In debut book, Ben Shattuck retraces Thoreau while finding himself
There’s a new addition to the “local-ish authors” section at Davoll’s General Store — one from co-owner Ben Shattuck.
Last month, the Dartmouth essayist and artist made his authorial debut with “Six Walks: In the Footsteps of Henry David Thoreau,” in which Shattuck retraces the steps of the New England naturalist's famous journeys while seeking to find his own peace and “try someone else’s habits for a few days.”
The book also contains sketches Shattuck drew of the locations he visited, including Provincetown, marigolds, and the house of an oysterman that Thoreau once slept in.
“It’s a two-for-one deal,” Shattuck joked.
His wife, actress and comedian Jenny Slate, praised Shattuck’s debut book. She said one of the things she appreciated most about the book was her husband’s ability to “connect to literature” of the past.
“We depend a lot of times on older people to tell us what the lore is and what traditions are,” she said. “It’s really the young people that have to support that — [Shattuck] reaches back into the past to try to make a better present.”
According to Shattuck, he was not expecting these walks to become the subject of his first published book.
“I would have never written a book proposal to follow Thoreau’s walks,” he noted. “I had a bunch of notes that I thought could be an essay — all those observations and that record became an essay that somehow became a book.”
Shattuck said the inspiration to go on this journey came about in the spring of 2018 following a nightmare involving an ex-girlfriend.
While showering in his Dartmouth home, Shattuck imagined a bearded man smiling in a lighthouse: Thoreau as pictured in his 1865 book “Cape Cod,” which Shattuck had been reading at the time.
Immediately, he filled a backpack with bread, cheese, and a copy of Thoreau’s book to recreate that same walk along the Cape and eventually other treks along Mount Katahdin, Wachusett Mountain, the Allagash, and South Dartmouth.
Shattuck said he also discovered just how inspiring a journey through nature can be.
“Walking is the answer for everything, I think,” Shattuck said. “People would be a lot happier if they walked.”
Shattuck noted when he returned to Cape Cod years after that first walk, he no longer needed to take in those landscapes to feel calm.
“When you’re at a more comfortable place in your life, you just want to go home,” he said.
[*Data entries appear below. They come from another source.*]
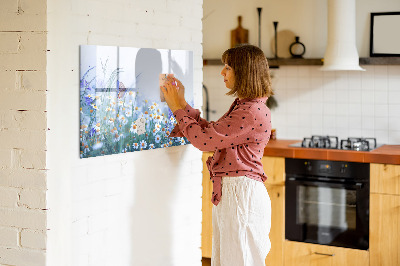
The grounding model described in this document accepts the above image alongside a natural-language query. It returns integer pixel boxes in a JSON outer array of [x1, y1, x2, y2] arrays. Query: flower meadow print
[[80, 45, 193, 158]]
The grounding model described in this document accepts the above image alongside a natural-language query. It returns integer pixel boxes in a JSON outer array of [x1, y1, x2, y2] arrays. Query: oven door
[[285, 176, 369, 250]]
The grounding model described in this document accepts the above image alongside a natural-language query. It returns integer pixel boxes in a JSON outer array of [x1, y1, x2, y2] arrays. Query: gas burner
[[340, 138, 377, 151], [301, 135, 339, 149]]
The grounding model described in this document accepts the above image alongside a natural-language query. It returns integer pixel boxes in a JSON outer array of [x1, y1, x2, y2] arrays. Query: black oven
[[285, 158, 369, 250]]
According to Shattuck, the book also serves as a “literary conversation” with someone whose works he so greatly admires. Although, that wasn’t always the case.
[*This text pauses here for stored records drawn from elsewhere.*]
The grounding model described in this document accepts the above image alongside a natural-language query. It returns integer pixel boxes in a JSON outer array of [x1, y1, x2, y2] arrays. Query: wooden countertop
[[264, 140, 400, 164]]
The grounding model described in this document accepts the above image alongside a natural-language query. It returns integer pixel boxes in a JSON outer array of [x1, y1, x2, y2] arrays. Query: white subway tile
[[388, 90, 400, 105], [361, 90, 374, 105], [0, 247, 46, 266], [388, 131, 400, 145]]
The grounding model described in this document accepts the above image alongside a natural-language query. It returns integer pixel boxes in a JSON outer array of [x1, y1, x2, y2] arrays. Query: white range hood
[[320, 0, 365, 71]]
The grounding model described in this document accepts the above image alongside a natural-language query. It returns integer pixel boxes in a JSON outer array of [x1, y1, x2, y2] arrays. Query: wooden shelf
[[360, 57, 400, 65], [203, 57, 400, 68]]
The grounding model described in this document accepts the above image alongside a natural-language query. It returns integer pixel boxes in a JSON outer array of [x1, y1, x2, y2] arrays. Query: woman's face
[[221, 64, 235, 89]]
The Dartmouth resident noted that in high school and college, he actually did not care for Thoreau’s writing, saying that he found it to be very “hard to access” at the time.
“I think high school teachers should never assign ‘Civil Disobedience’ or ‘Walden,’” he said with a laugh.
After reading through a gifted copy of “The Journal of Henry David Thoreau, 1837-1861,” Shattuck said he was finally able to appreciate the acclaimed essayist's writing.
“The whole thing is a brick of gold,” he said. “He’s truly one of our best.”
What Shattuck said he especially appreciates about Thoreau’s work was his ability to capture nature both poetically and accurately, a lesson the Dartmouth author tried to use in his own book.
“He taught me to bring truthful originality — to really get to the heart of what is interesting,” he said. “His insight’s really unparalleled.”
The primary way Shattuck did this was focusing not only on the nature of the locations, but the people who live and walk that same landscape.
“I think that’s what you have to do when walking through New England from 2018 to 2022,” he said. “When Thoreau was standing on top of Wachusett Mountain, the most interesting thing to him was the huge forests for 100 miles. To me, the most interesting thing was a person who came every day to bird watch.”
Shattuck also tried to give insight to his own personal relationships — something the Dartmouth author said Thoreau rarely did in his writings.
“There’s so much material, but I don’t know the inner workings of his mind,” he said. “The man was a hermit.”
While the journals provided little insight on Thoreau’s personality, Shattuck said he was thankful for the help they gave him on his journey of self-discovery.
“I was following dear advice from a friend of where to go and what to do,” he said with a smile.
“Six Walks: In the Footsteps of Henry David Thoreau'' is available at Barnes & Noble, Amazon, and Davoll’s General Store.